2 Estudos Ecológicos
2.1 O que são Estudos Ecológicos ?
São estudos nos quais a unidade de análise (ou agregação) é uma população ou um grupo de pessoas, geralmente de uma área geográfica definida (ex: um país, um estado, uma cidade, etc.), em um determinado tempo definido.
Definição Clássica: é um estudo observacional com a informação obtida e analisada no nível agregado.
Geralmente são mais baratos e mais rápidos do que estudos envolvendo o indivíduo como unidade de análise.
Procuram avaliar como os contextos (sociais, ambientais, etc) podem afetar a saúde de grupos populacionais.
2.2 Principais objetivos
Gerar hipóteses etiológicas;
Testar hipóteses etiológicas;
Avaliar a efetividade de intervenções na população;
Identificar áreas de risco.
Exemplo 1: Em 1960, Friedman mostrou uma correlação positiva entre as taxas de mortalidade por doença coronariana (DC) e as vendas de cigarros per capita, em 44 estados americanos.
- Esta observação inicial contribuiu para a formulação da hipótese de que o tabagismo poderia causar doença coronariana
Figura: Coronary heart disease mortality rates in the United States per capita cigarette sales in 1960, by state. (From FRIEDMAN GD, Cigarette smoking and geographic variation in coronary heart disease mortality in the United States. J. Chronic Dis. 20: 769, 1967)
2.3 Tipos de Variáveis Utilizadas
Medidas Agregadas: Medidas agregadas por grupos. ex: incidência, prevalência, mortalidade, proporção de fumantes;
Medidas Ambientais: Características físicas do contexto onde o grupo convive. ex: nível de poluição, precipitação;
Medidas Globais: Atributos de grupos, organizações ou lugares, que não podem ser mensurados a nível individual. ex: IDH, densidade demográfica, existência de um tipo de sistema de saúde.
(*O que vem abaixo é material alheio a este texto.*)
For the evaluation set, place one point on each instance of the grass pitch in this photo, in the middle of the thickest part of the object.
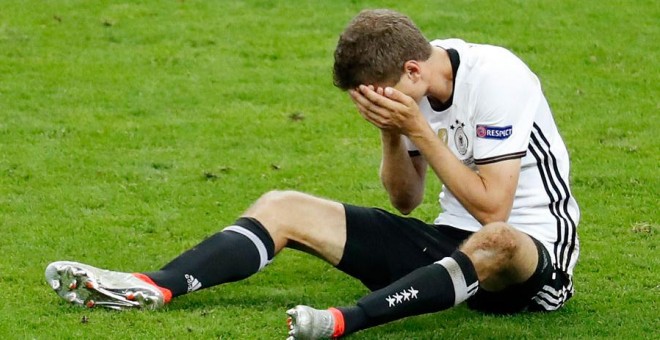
(131, 130)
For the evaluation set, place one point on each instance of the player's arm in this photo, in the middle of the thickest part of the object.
(487, 194)
(402, 175)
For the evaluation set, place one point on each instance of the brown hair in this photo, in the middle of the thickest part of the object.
(374, 47)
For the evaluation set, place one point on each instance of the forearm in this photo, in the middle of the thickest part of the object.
(401, 180)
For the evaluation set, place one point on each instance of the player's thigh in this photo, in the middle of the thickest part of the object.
(547, 289)
(382, 247)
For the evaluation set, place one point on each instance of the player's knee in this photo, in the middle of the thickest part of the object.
(273, 202)
(495, 243)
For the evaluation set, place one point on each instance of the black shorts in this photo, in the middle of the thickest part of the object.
(382, 247)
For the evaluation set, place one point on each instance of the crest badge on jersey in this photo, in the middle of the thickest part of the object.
(442, 134)
(460, 137)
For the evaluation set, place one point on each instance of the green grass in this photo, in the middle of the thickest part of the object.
(131, 130)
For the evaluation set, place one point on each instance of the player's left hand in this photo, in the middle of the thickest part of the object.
(388, 109)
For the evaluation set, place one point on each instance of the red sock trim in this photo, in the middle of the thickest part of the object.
(167, 294)
(339, 322)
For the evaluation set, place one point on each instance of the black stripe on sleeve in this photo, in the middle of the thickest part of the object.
(500, 158)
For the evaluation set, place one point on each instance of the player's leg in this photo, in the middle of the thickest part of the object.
(493, 258)
(275, 220)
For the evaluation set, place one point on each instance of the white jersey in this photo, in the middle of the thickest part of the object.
(498, 113)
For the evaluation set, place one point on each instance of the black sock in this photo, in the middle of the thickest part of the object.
(235, 253)
(428, 289)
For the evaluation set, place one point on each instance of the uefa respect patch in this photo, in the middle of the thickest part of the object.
(494, 132)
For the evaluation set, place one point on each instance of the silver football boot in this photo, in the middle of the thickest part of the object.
(90, 287)
(307, 323)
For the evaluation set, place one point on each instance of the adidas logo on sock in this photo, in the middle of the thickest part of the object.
(193, 283)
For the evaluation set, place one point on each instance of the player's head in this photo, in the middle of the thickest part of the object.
(374, 48)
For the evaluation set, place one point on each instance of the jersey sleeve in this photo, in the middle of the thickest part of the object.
(506, 102)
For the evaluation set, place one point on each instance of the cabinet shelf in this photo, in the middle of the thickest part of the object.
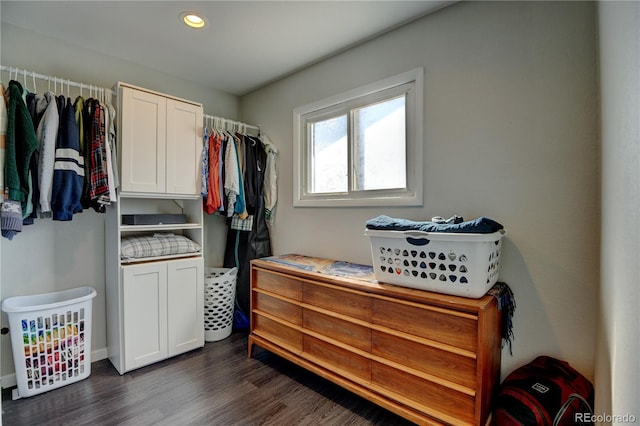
(165, 227)
(158, 258)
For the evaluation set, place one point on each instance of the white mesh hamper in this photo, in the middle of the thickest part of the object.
(219, 298)
(50, 339)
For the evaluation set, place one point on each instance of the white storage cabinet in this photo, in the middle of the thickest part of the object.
(162, 310)
(160, 142)
(155, 306)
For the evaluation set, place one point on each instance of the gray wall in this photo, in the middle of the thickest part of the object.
(618, 343)
(50, 256)
(510, 132)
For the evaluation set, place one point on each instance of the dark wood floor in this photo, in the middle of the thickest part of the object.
(216, 385)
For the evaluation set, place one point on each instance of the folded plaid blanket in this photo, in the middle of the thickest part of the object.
(482, 225)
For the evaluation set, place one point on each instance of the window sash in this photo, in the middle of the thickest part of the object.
(408, 85)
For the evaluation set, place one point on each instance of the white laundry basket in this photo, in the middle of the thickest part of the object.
(451, 263)
(220, 294)
(50, 339)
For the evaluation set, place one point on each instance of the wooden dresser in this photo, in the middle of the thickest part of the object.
(429, 357)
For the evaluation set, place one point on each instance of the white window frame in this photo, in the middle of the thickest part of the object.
(409, 83)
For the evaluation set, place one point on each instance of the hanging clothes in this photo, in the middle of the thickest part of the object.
(21, 143)
(47, 134)
(231, 174)
(242, 246)
(204, 164)
(270, 187)
(69, 168)
(98, 183)
(214, 202)
(3, 137)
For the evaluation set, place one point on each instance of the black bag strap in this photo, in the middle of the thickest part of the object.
(566, 404)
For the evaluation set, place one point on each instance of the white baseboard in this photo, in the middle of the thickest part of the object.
(9, 380)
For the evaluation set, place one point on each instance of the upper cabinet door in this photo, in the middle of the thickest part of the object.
(143, 146)
(184, 147)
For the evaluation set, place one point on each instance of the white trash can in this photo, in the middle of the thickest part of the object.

Em uma análise ecológica, todas as variáveis são medidas agrupadas. Apenas se conhece a distribuição marginal de cada variável.
Desfecho (Y) | |||
---|---|---|---|
Fator em Estudo (X) | Ocorreu | Não ocorreu | Total |
Exposto | ? | ? | \(E_1\) |
Não Exposto | ? | ? | \(E_0\) |
Total | \(D_1\) | \(D_0\) | n |
2.4 Tipos de Desenhos de Estudos Ecológicos
Múltiplos Grupos: O objetivo desse tipo de estudo é a comparação entre todos os grupos ou conjuntos populacionais envolvidos no estudo. Ex: Análise Espacial.
Desenhos de Séries Temporais: Avalia um determinado desfecho ao longo do tempo em uma determinada população geograficamente definida. Ex: Análise de Séries Temporais.
Desenhos Mistos: É a combinação entre os dois desenhos citados, pois avalia a evolução de um determinado desfecho em diferentes grupos populacionais ao longo do tempo. Ex: Análise Espaço-Temporais, Estudos Multiníveis.
2.5 Aspectos históricos
- “Um estudo ecológico ou agregado focaliza a comparação de grupos, ao invés de indivíduos. A razão subjacente para este foco é que dados a nível individual da distribuição conjunta de duas (ou talvez todas) variáveis estão faltando internamente nos grupos; neste sentido um estudo ecológico é um desenho incompleto”.
(Rothman, Kenneth J. et al. Modern epidemiology. Philadelphia: Wolters Kluwer Health/Lippincott Williams & Wilkins, 2008.)
- “… estudar saúde no contexto ambiental. O objetivo é ambicioso: entender como o contexto afeta a saúde de pessoas e grupo através de seleção, distribuição, interação, adaptação, e outras respostas. Medidas de atributos do indivíduo não podem dar conta destes processos […] Sem medir estes contextos, nem padrão de mortalidade e morbidade, nem o espalhamento epidêmico, nem a transmissão sexual podem ser explicados”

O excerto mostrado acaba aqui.